Fear Not, Princess. This Time, I’ll Be the Boss Myself - Chapter 37 — NovelArc
Request novel bisa langsung di tab request ya, bebas request semua novel dari novelupdates

Chapter 37 · 6m baca

Chapter 37

by 可达猫

Begitu gadis itu tiba-tiba melepaskan cengkeramannya dan kepala Nolan membentur tanah dengan suara gedebuk yang tumpul, Hank akhirnya tersadar dari linglungnya dan bergegas menghampiri dalam sekali langka. "Nolan! Bagaimana perasaanmu?" tanya Hank sambil membantunya berdiri dan dengan sigap memeriksa kondisinya. Luka-luka di sekujur tubuh Nolan masih tampak mengerikan, tetapi pendarahannya telah berhenti, dan napasnya jauh lebih stabil.

Ia telah pulih sedikit. Nolan menggelengkan kepalanya yang masih pusing, menyisir rambut hitamnya yang berantakan dengan sebelah tangan, lalu memaksa dirinya untuk duduk. Rasa sakit yang tajam di bagian belakang kepalanya bercampur dengan kelembutan yang masih tertinggal di bibirnya, membuatnya bingung mana yang harus ia protes lebih dulu. Alih-alih menjawab Hank, ia mengalihkan pandangannya ke arah gadis berambut perak yang berdiri tidak jauh dari situ dengan punggung menghadap ke arah mereka, bahunya naik turun dengan lemah.

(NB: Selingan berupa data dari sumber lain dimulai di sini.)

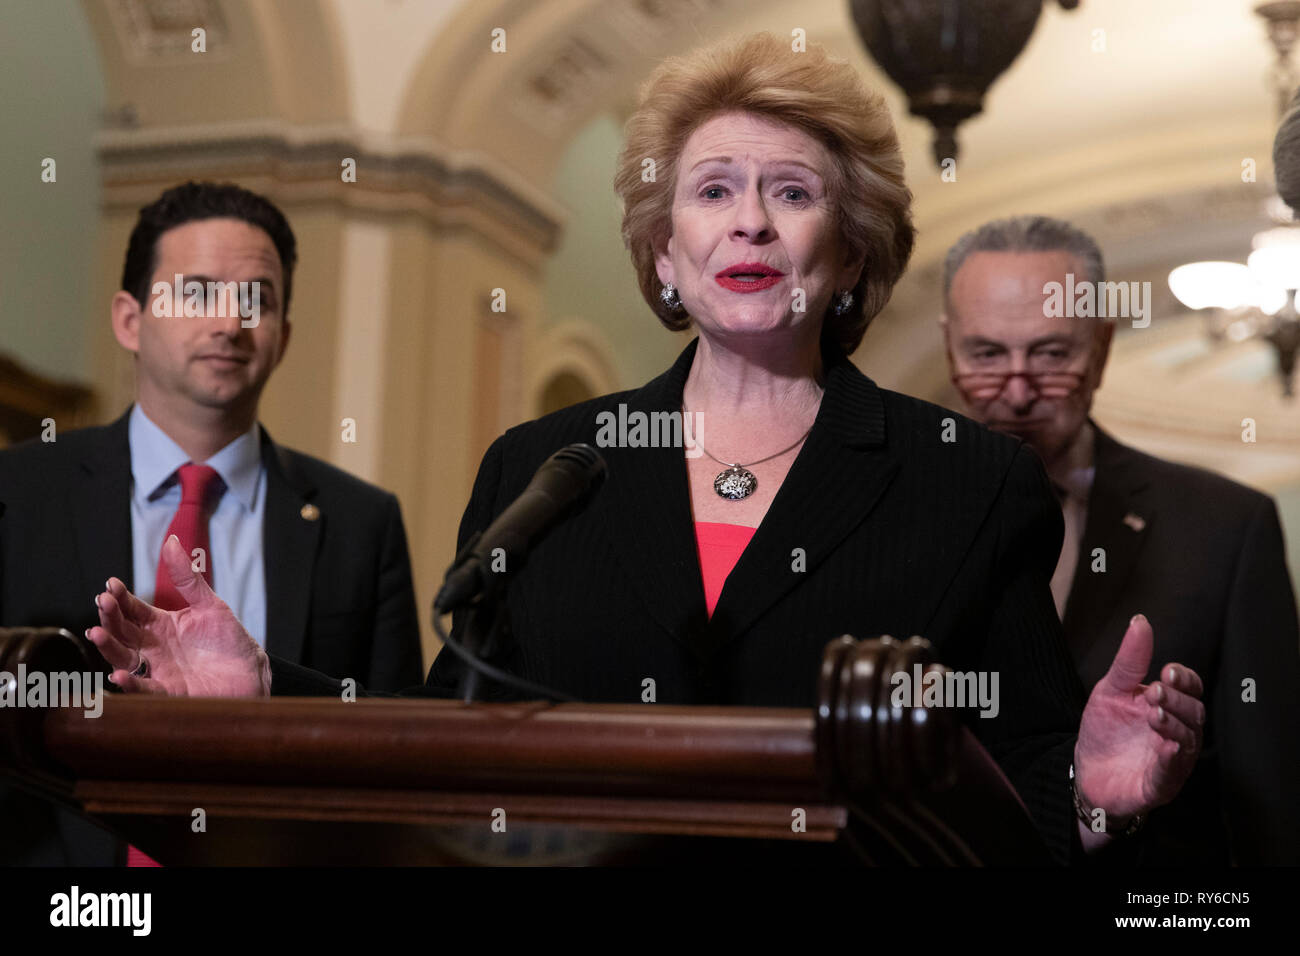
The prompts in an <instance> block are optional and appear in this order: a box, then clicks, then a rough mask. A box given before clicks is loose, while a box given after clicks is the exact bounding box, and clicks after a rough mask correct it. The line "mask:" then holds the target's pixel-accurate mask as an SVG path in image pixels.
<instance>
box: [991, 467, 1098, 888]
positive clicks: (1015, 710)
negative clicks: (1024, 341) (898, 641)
mask: <svg viewBox="0 0 1300 956" xmlns="http://www.w3.org/2000/svg"><path fill="white" fill-rule="evenodd" d="M993 527H996V528H997V533H998V545H997V561H996V566H995V588H996V589H997V596H996V598H995V601H993V613H992V617H991V620H989V630H988V633H987V635H985V639H984V644H983V659H982V661H980V663H979V667H980V670H989V671H997V672H998V674H1000V682H998V685H1000V695H998V696H1000V713H998V717H997V718H993V719H983V718H980V719H976V721H975V726H974V730H975V732H976V736H978V737H979V740H980V743H982V744H983V745H984V747H985V748H987V749H988V752H989V753H991V754H992V756H993V758H995V760H997V762H998V763H1000V765H1001V767H1002V771H1004V773H1005V774H1006V775H1008V778H1009V779H1010V780H1011V783H1013V784H1014V786H1015V790H1017V792H1018V793H1019V795H1021V799H1022V800H1023V801H1024V805H1026V806H1027V808H1028V810H1030V813H1031V816H1032V817H1034V821H1035V823H1036V825H1037V827H1039V831H1040V832H1041V835H1043V839H1044V842H1045V843H1047V844H1048V849H1049V851H1050V852H1052V855H1053V857H1054V858H1056V860H1057V861H1058V862H1061V864H1067V862H1070V860H1071V855H1073V852H1074V848H1075V829H1076V826H1075V814H1074V805H1073V801H1071V797H1070V780H1069V767H1070V762H1071V761H1073V760H1074V744H1075V739H1076V736H1078V732H1079V721H1080V718H1082V714H1083V702H1084V696H1083V687H1082V684H1080V683H1079V679H1078V675H1076V674H1075V671H1074V666H1073V663H1071V661H1070V656H1069V652H1067V649H1066V645H1065V635H1063V632H1062V630H1061V620H1060V618H1058V617H1057V611H1056V605H1054V604H1053V600H1052V588H1050V580H1052V572H1053V570H1054V568H1056V563H1057V559H1058V558H1060V554H1061V540H1062V536H1063V520H1062V518H1061V510H1060V507H1058V506H1057V502H1056V498H1054V497H1053V494H1052V490H1050V486H1049V485H1048V481H1047V473H1045V472H1044V470H1043V464H1041V462H1040V460H1039V459H1037V457H1036V455H1034V454H1032V453H1031V451H1030V450H1028V449H1027V447H1026V446H1022V447H1021V450H1019V451H1018V453H1017V458H1015V460H1014V462H1013V464H1011V468H1010V471H1009V473H1008V477H1006V481H1005V484H1004V486H1002V493H1001V494H1000V497H998V501H997V503H996V506H995V525H993Z"/></svg>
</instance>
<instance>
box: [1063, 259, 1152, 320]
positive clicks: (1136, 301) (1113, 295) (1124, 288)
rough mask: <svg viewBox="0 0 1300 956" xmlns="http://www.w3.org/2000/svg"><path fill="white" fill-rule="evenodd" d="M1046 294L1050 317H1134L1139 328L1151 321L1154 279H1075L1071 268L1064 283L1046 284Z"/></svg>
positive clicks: (1127, 317) (1106, 318) (1080, 317)
mask: <svg viewBox="0 0 1300 956" xmlns="http://www.w3.org/2000/svg"><path fill="white" fill-rule="evenodd" d="M1043 294H1044V295H1045V297H1047V299H1044V302H1043V315H1044V316H1047V317H1048V319H1061V317H1062V316H1067V317H1070V319H1075V317H1078V319H1132V320H1134V323H1132V326H1134V328H1135V329H1145V328H1147V326H1148V325H1151V282H1089V281H1087V280H1084V281H1083V282H1075V281H1074V273H1073V272H1069V273H1066V277H1065V284H1063V285H1062V284H1061V282H1047V284H1044V286H1043Z"/></svg>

Tepat saat ia hendak berbicara, gadis itu mendahuluinya. Meskipun suaranya masih menyisakan sedikit kelemahan, kebanggaan yang telah mendarah daging di dalam tulang-tulangnya sama sekali tidak berkurang. "Tubuhmu tadinya hancur berkeping-keping. Aku membagikan sebagian esensi nagamu—ah, esensi nagaku—kepadamu dan menyelamatkan nyawamu. Sekarang, kau boleh meluangkan waktumu untuk merangkai rasa terima kasih dan pujianmu, manusia."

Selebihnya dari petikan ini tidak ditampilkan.